CHURCH leaders have relectantly welcomed the news that chaplaincy services at the the county's three hospitals have got a slight reprieve.

The Worcester News reported yesterday how the League of Friends at the Worcestershire Royal Hospital, the Alexandra in Redditch and Kidderminster Hospital have agreed to fund one full-time chaplain, with the other full-time chaplain being paid for by Worcestershire Acute Hospitals Trust, until April 2008.

The compromise came after meetings between church leaders, the Friends and health bosses, who originally proposed reducing the three full-time chaplains and four part-time chaplains to one full-time post.

A statement released by the Bishop of Worcester on behalf of church leaders said it would now be "possible though hard, to maintain the service".

It thanked the Friends for helping maintain the service while health chiefs tried to balance the books and said the church would provice funds to help them.

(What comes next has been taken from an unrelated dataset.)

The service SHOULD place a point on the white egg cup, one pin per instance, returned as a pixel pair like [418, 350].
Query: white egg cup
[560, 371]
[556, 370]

The statement added: "A great challenge has been met with resolve, and the willingness of the trust to join in a search for a way forward is something we greatly welcome."

Mid-Worcestershire MP Peter Luff has expressed dismay at the "so-called resolution".

He said: "It is not good enough to rely on charity for an essential part of the service offered by our hospitals. It is not good enough to leave the future of the service in doubt after 2008.

"I sympathise with local hospital managers as they wrestle with a financial problem that is made in Whitehall, not Worcestershire, but this is not an acceptable way to deal with it."

Worcester MP Mike Foster said the trust had done the right thing by finding a compromise. But he said it should have done so earlier, and without creating the bad feeling it had along the way.